# Recommendation Systems

Because of computer resource limitation I split the project into 2 notebooks. Here is the 2nd section which concetrates on 8.2: Content Based Recommendation Systems. Most cells of other sections are removed. Here just includes cells that are necessary, for example loading libraries, loading dataset are remained for the use in 8.2.

8.2 uses TF_IDF for content based recommendation. The TF-IDF operation creates a huge sparse matrix that consumes a lot of memory. If I integrate 8.2 within the first notebook the jupyter kernel keeps on reseting. That is why 8.2 is extracted and ran in this notebook.

## 1. Dataset Acquisition

## 2: Import Necessary Dependencies

We will be leveraging __`keras`__ on top of __`tensorflow`__ for building some of the collaborative filtering and hybrid models. There are compatibility issues with handling sparse layers with dense layers till now in TensorFlow 2 hence we are leveraging native Keras but in the long run once this issue is resolved we can leverage __`tf.keras`__ with minimal code updates.

In [1]:
# filter out unncessary warnings
import warnings
warnings.filterwarnings('ignore')

In [2]:
# To store\load the data
import pandas as pd

# To do linear algebra
import numpy as np

# To create plots
import matplotlib.pyplot as plt
import seaborn as sns


# To compute similarities between vectors
from sklearn.metrics import mean_squared_error
from sklearn.metrics.pairwise import cosine_similarity
from sklearn.feature_extraction.text import TfidfVectorizer

# data load progress bars
from tqdm import tqdm

from collections import deque

# To create deep learning models
import tensorflow as tf
import keras
from keras.layers import Input, Embedding, Reshape, Dot, Concatenate, Dense, Dropout
from keras.models import Model

# To stack sparse matrices
from scipy.sparse import vstack

Using TensorFlow backend.


In [3]:
# remove unnecessary TF logs
import logging
tf.get_logger().setLevel(logging.ERROR)

In [4]:
# check keras and TF version used
print('TF Version:', tf.__version__)
print('Keras Version:', keras.__version__)
# TF Version: 1.15.0
# Keras Version: 2.2.5

TF Version: 1.15.0
Keras Version: 2.2.5


Let's start loading data that will be used for building the recommendation systems

# 3. Load Datasets

## 3.1: Load Movie Metadata Datasets

First, we will load the movie_titles.csv data from the Netflix prize data source

In [5]:
# Load a movie metadata dataset
movie_metadata = (pd.read_csv('./data/movies_metadata.csv.zip', 
                              low_memory=False)[['original_title', 'overview', 'vote_count']]
                    .set_index('original_title')
                    .dropna())

# Remove the long tail of rarly rated moves
movie_metadata = movie_metadata[movie_metadata['vote_count']>10].drop('vote_count', axis=1)

print('Shape Movie-Metadata:\t{}'.format(movie_metadata.shape))
movie_metadata.sample(5)

Shape Movie-Metadata:	(21604, 1)


Unnamed: 0_level_0,overview
original_title,Unnamed: 1_level_1
The Legend Fong Sai Yuk,This Hong Kong martial-arts extravaganza tells...
Locked Down,"Danny, a respected cop, is setup after an inve..."
There's Only One Jimmy Grimble,Jimmy Grimble is a shy Manchester school boy. ...
Sniper: Reloaded,"Brandon Beckett (Collins), the son of the prev..."
Dear Frankie,Nine-year-old Frankie and his single mum Lizzi...


Around 21,000 entries in the movies metadata dataset

# 4. Exploratory Data Analysis

# 5. Dimensionality Reduction & Filtering

# 6. Create Train and Test Datasets

# 7. Transformation

# 8. Building Recommendation Systems

## 8.2: Content Based Recommendation Systems


The Content-Based Recommender relies on the similarity of the items being recommended.
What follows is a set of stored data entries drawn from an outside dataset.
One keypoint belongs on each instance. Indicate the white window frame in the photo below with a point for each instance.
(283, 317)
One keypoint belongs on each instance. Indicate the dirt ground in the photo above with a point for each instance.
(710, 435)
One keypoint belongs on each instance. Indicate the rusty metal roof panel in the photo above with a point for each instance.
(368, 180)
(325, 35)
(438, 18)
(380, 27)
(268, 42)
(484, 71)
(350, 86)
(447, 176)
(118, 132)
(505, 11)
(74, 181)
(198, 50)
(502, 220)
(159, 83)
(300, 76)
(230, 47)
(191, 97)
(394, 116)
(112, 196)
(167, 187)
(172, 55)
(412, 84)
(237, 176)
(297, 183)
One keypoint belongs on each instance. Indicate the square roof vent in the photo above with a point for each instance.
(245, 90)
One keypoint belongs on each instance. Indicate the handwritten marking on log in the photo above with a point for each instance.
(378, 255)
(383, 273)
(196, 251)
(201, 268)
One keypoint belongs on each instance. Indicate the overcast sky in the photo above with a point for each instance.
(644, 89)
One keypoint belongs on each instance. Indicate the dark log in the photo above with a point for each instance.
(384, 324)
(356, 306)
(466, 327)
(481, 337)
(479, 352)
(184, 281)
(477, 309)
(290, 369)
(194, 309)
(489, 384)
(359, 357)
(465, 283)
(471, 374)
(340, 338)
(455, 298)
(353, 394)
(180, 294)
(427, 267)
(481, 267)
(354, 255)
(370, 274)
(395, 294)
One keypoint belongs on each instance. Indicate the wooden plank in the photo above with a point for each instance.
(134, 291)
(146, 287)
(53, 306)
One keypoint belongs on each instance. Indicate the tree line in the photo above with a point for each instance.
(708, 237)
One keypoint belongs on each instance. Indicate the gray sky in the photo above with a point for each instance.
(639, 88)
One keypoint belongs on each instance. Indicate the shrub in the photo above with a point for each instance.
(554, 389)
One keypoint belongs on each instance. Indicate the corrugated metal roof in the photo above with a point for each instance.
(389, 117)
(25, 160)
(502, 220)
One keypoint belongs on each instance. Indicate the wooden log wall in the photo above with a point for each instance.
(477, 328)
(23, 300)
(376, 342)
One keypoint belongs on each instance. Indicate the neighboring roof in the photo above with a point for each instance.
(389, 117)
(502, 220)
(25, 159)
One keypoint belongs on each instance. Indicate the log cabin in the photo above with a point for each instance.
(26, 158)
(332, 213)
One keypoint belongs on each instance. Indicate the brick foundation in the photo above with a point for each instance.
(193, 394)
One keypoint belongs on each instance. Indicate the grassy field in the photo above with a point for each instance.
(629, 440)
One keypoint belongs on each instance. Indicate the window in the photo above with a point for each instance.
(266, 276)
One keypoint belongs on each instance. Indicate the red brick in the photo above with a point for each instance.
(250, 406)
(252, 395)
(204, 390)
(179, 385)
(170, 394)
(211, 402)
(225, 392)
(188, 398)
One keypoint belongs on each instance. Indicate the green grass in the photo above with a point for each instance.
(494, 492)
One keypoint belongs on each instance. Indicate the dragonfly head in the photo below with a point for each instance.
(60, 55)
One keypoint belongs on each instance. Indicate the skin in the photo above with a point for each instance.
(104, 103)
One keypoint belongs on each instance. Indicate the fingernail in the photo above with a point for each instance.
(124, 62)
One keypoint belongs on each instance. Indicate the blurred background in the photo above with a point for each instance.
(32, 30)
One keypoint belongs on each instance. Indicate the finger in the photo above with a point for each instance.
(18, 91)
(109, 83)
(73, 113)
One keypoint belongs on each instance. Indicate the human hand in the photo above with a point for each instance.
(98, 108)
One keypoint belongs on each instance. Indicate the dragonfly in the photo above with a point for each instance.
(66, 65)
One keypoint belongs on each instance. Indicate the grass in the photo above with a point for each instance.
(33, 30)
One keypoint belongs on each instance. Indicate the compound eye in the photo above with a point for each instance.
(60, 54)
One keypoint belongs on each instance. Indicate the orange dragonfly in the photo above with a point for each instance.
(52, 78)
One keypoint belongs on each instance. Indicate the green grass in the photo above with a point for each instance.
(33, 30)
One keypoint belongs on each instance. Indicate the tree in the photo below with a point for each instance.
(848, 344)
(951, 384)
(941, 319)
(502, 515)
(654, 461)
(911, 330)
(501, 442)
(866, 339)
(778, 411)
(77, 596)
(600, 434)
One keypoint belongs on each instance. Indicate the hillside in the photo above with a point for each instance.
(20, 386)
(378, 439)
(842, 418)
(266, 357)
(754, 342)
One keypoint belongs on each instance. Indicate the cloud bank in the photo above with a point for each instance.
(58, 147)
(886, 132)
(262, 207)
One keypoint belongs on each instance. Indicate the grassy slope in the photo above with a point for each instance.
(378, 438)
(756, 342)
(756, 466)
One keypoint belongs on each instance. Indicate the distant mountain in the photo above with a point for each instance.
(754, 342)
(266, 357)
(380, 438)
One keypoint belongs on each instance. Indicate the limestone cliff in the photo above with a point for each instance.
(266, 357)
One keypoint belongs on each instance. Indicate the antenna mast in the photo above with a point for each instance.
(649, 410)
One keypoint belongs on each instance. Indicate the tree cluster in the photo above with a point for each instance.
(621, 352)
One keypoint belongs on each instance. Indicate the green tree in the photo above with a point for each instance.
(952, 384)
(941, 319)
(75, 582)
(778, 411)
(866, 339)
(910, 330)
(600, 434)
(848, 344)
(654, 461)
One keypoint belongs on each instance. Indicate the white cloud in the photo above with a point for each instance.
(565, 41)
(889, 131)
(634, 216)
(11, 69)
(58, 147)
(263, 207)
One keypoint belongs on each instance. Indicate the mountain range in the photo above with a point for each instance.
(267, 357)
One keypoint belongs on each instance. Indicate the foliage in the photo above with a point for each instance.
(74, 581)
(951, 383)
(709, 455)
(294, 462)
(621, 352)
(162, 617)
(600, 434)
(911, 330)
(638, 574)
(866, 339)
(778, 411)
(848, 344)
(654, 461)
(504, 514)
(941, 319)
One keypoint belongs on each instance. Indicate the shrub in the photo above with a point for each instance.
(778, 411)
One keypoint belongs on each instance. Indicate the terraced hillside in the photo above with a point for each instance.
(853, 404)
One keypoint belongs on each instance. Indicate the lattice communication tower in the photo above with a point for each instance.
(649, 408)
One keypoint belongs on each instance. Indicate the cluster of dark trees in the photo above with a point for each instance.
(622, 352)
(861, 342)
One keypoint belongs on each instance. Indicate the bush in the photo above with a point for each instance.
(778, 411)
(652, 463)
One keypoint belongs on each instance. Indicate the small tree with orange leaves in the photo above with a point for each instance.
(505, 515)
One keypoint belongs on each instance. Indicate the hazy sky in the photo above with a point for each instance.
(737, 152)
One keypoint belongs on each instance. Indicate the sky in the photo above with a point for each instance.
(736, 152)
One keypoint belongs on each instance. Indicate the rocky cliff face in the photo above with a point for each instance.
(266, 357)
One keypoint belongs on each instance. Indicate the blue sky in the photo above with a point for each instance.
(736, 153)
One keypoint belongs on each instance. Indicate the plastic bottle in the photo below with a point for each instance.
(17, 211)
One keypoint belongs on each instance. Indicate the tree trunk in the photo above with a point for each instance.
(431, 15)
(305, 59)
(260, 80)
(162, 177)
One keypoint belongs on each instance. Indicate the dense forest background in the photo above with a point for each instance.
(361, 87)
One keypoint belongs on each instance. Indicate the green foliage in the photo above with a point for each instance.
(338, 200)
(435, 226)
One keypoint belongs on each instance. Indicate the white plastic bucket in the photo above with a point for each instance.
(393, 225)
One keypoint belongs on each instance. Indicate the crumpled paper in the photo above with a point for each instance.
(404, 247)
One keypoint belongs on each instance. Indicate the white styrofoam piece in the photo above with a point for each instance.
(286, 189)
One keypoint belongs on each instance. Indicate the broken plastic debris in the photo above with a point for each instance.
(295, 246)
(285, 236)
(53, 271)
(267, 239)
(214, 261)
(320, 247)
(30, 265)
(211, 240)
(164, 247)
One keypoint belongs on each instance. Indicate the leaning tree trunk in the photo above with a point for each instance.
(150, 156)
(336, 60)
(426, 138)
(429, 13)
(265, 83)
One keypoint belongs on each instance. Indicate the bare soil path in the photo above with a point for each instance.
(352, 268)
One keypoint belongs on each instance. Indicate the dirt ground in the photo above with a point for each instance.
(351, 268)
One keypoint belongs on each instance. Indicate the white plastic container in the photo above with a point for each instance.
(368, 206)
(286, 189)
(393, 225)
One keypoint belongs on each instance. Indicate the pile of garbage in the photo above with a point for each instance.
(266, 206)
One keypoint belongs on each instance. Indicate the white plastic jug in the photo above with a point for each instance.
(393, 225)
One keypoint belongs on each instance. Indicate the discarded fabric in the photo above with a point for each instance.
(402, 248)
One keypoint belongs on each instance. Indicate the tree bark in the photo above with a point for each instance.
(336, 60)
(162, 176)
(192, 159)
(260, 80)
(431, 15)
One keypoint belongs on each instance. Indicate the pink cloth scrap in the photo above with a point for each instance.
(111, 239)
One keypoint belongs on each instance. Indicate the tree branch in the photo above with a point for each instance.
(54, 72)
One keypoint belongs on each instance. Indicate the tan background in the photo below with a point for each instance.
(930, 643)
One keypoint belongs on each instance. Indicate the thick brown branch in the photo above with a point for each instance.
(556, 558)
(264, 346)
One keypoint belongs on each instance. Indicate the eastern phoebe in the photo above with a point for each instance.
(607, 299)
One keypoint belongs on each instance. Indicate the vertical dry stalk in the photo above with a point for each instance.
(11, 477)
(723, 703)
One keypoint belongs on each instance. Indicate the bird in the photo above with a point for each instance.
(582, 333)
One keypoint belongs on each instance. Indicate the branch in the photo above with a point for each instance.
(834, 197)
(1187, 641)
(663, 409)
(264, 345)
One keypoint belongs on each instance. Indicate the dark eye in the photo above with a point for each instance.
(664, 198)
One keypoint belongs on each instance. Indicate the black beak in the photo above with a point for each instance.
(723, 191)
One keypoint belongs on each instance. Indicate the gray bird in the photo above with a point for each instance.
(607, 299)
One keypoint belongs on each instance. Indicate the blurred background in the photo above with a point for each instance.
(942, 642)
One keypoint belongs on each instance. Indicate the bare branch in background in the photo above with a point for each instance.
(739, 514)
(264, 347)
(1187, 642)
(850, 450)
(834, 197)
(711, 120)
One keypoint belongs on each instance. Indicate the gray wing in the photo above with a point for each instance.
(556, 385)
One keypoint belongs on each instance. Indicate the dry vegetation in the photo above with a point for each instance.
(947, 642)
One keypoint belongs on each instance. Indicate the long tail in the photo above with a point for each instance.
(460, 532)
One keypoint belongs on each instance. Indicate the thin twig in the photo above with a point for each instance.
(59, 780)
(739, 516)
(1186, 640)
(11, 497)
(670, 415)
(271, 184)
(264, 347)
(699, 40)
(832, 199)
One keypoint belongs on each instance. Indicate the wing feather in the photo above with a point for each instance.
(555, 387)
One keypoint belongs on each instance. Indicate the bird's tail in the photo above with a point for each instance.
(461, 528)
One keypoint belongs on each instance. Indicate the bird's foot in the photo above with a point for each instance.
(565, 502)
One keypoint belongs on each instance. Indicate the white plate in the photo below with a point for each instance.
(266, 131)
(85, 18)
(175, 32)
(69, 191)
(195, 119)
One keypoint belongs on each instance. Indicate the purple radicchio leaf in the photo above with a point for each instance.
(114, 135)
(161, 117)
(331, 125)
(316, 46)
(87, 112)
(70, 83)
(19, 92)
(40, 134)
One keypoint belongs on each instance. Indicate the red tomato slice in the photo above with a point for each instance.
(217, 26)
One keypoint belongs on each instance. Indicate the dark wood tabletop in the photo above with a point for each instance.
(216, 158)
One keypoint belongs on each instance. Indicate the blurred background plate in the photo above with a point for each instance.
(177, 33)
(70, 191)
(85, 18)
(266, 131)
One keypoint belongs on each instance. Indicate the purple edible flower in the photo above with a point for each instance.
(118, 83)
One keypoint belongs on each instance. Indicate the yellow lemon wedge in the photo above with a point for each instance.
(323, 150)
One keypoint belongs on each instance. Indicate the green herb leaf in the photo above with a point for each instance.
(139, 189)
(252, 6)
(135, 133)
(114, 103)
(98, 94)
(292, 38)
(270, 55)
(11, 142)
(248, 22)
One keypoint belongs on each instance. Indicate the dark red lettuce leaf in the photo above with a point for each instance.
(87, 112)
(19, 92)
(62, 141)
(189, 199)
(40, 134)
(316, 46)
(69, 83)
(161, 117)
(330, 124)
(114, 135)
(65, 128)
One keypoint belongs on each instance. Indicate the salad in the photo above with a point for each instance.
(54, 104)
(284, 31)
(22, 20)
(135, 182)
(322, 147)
The basic idea is that if you like an item, then you will also like a “similar” item. It generally works well when it’s easy to determine the context/properties of each item. If there is no historical data for a user or there is reliable metadata for each movie, it can be useful to compare the metadata of the movies to find similar ones.

![](./images/Content-based.png)

### Cosine TFIDF Movie Description Similarity

#### TF-IDF 

This is a text vectorization technique which is used to determine the relative importance of a document / article / news item / movie etc.

TF is simply the frequency of a word in a document. 

IDF is the inverse of the document frequency among the whole corpus of documents. 

TF-IDF is used mainly because of two reasons: Suppose we search for “the results of latest European Socccer games” on Google. It is certain that “the” will occur more frequently than “soccer games” but the relative importance of soccer games is higher than the search query point of view. 

In such cases, TF-IDF weighting negates the effect of high frequency words in determining the importance of an item (document).

![](./images/TF-IDF-FORMULA.png)


#### Cosine Similarity 
After calculating TF-IDF scores, how do we determine which items are closer to each other, rather closer to the user profile? This is accomplished using the Vector Space Model which computes the proximity based on the angle between the vectors.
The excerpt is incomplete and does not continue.